Odessa city council looking to approve stricter rules for sexually oriented businesses

local news

"Anything that we can do to stop something as bad as human trafficking needs to be done."

ODESSA, Texas (Big 2/Fox 24) – The Odessa City Council is looking to make some changes to the operations of sexually oriented businesses. SOB not only include strip clubs, but also shops that promote sexual content.

“Anything that we can do to stop something as bad as human trafficking needs to be done,” said Councilman Dewey Bryant.
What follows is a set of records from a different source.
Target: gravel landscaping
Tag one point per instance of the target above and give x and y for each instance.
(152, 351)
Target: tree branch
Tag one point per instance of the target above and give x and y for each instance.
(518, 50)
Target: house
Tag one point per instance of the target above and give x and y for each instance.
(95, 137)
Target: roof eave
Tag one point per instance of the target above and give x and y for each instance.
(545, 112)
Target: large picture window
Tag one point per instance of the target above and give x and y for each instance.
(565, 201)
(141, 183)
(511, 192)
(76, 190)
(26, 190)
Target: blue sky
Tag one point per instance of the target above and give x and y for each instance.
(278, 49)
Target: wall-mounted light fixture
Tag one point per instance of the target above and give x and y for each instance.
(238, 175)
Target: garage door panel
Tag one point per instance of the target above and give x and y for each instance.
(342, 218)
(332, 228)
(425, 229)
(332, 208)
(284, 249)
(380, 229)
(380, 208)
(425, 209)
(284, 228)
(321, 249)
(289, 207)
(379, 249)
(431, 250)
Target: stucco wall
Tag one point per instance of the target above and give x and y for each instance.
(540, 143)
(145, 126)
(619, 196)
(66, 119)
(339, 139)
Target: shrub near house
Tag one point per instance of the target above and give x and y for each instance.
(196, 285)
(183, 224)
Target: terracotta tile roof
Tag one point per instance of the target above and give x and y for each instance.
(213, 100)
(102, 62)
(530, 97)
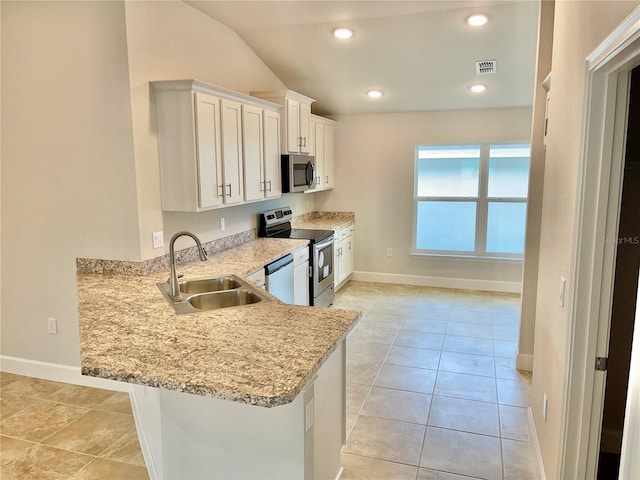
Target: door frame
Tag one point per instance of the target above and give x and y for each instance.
(607, 71)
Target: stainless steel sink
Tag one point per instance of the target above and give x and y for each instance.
(205, 285)
(229, 298)
(214, 293)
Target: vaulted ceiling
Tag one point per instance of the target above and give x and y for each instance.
(421, 54)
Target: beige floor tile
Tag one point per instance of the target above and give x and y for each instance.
(120, 402)
(412, 338)
(467, 363)
(426, 474)
(514, 392)
(382, 320)
(469, 387)
(12, 449)
(356, 395)
(386, 440)
(34, 387)
(428, 325)
(44, 463)
(363, 333)
(364, 373)
(81, 396)
(519, 460)
(406, 378)
(11, 403)
(92, 433)
(126, 449)
(474, 346)
(514, 423)
(462, 453)
(40, 420)
(476, 330)
(367, 351)
(464, 415)
(364, 468)
(397, 405)
(102, 469)
(413, 357)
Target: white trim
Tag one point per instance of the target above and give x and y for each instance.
(524, 361)
(58, 373)
(439, 282)
(592, 266)
(536, 444)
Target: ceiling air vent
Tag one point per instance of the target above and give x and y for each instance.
(486, 66)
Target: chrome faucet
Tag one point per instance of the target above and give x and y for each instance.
(174, 289)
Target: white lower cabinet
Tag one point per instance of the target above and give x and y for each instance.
(343, 255)
(301, 276)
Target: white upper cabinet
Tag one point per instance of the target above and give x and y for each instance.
(295, 122)
(261, 144)
(322, 147)
(216, 147)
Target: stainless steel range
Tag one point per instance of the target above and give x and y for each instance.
(277, 224)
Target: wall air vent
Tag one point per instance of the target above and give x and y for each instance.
(486, 66)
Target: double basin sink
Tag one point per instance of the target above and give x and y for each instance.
(206, 294)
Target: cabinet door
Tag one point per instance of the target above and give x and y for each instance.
(319, 143)
(252, 144)
(327, 179)
(208, 152)
(231, 121)
(293, 126)
(272, 176)
(304, 120)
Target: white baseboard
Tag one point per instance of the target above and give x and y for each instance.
(439, 282)
(57, 373)
(536, 444)
(524, 361)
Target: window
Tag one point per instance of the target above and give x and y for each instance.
(471, 199)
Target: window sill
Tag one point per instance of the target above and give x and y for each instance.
(469, 258)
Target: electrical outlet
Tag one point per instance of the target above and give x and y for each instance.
(52, 326)
(158, 239)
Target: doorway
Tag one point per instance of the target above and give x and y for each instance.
(625, 290)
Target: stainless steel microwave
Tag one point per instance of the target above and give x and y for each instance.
(298, 173)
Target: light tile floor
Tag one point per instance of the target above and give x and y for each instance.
(432, 394)
(52, 430)
(432, 390)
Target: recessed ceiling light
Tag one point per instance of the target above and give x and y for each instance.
(343, 33)
(477, 19)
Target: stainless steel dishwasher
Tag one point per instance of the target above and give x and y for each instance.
(279, 278)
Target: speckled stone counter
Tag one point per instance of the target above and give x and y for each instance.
(260, 354)
(324, 220)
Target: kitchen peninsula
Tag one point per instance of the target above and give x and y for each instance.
(249, 392)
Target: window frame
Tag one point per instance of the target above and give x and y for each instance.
(482, 201)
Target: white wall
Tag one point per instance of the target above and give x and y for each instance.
(68, 185)
(170, 41)
(374, 169)
(578, 28)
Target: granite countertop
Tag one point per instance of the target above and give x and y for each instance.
(261, 354)
(324, 220)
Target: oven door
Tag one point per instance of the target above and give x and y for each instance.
(322, 265)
The only strip club inside city limits, Jaguars, is located in his district. “The ordinance that we put in, at least it was strong enough to incorporate some things that will keep that from happening, which is important.”

Senior Assistant City Attorney, Dan Jones, says the council is being asked to consider amendments to an ordinance that was passed last October.
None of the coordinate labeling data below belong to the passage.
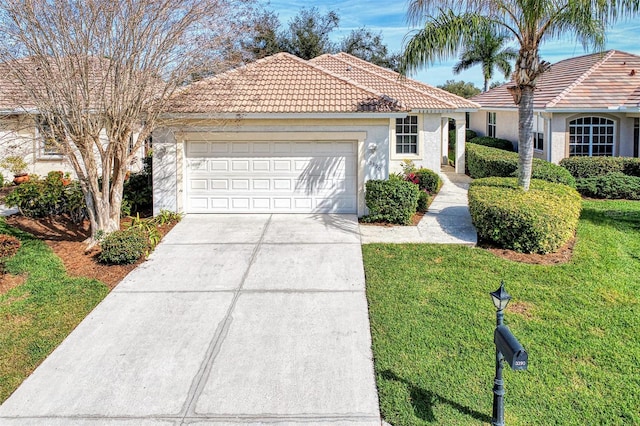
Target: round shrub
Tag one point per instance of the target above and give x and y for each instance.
(9, 246)
(613, 186)
(540, 220)
(393, 201)
(428, 180)
(503, 144)
(124, 247)
(423, 201)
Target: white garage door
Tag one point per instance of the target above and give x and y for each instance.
(268, 176)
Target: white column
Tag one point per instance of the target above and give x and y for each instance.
(444, 123)
(460, 144)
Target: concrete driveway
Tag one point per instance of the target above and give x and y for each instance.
(235, 319)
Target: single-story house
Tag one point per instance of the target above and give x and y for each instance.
(287, 135)
(24, 133)
(583, 106)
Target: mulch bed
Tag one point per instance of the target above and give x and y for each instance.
(66, 239)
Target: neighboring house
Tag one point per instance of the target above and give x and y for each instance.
(584, 106)
(24, 133)
(287, 135)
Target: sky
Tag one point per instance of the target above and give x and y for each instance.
(389, 18)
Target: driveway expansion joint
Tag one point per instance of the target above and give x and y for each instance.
(202, 376)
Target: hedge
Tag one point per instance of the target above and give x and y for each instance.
(493, 143)
(394, 201)
(540, 220)
(615, 185)
(590, 167)
(484, 161)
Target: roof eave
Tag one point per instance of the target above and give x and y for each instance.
(284, 116)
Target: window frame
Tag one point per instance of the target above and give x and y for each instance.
(538, 141)
(491, 124)
(584, 127)
(410, 122)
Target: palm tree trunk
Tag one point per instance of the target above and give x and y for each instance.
(525, 136)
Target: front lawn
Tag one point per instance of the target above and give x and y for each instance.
(37, 315)
(432, 325)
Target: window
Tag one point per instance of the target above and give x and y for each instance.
(538, 141)
(51, 138)
(491, 124)
(591, 137)
(407, 135)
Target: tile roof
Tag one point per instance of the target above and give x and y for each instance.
(597, 81)
(411, 92)
(284, 83)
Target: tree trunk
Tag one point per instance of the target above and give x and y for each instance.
(525, 136)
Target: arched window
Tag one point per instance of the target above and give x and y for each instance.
(591, 137)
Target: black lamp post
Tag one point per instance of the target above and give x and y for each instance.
(500, 299)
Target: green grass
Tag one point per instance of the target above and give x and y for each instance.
(432, 325)
(36, 316)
“We got a lot of feedback from some of the citizens.” explained Jones. “So we’re going to take the 600 feet from sexually oriented businesses, and we’re going to move it out to 1,500 feet. That includes churches, elementaries, schools, high schools, and residential.”

In addition, the council would require adding National Human Trafficking Hotline signs in Spanish. Businesses are already required to have them in English.

“The likelihood of something happening in industries like this is higher than in other industries,” stated Chief Michael Gerke with the Odessa Police Department.

While councilman and women agree on the necessity, some disagreed on an already existing guideline. Entertainers, and non-entertainers, in the industry may be denied their annual license renewal if they have outstanding taxes owed to the city.

“What we’re looking for is are there any minors out there,” said Jones. “Now a minor will not have a water bill in their name, so it goes back to record keeping and personal qualifications.”

The council decided to move forward without making any changes to the proposed amendments. They will address it again in two weeks for its second approval. If passed, it will go into law in two weeks from this Wednesday.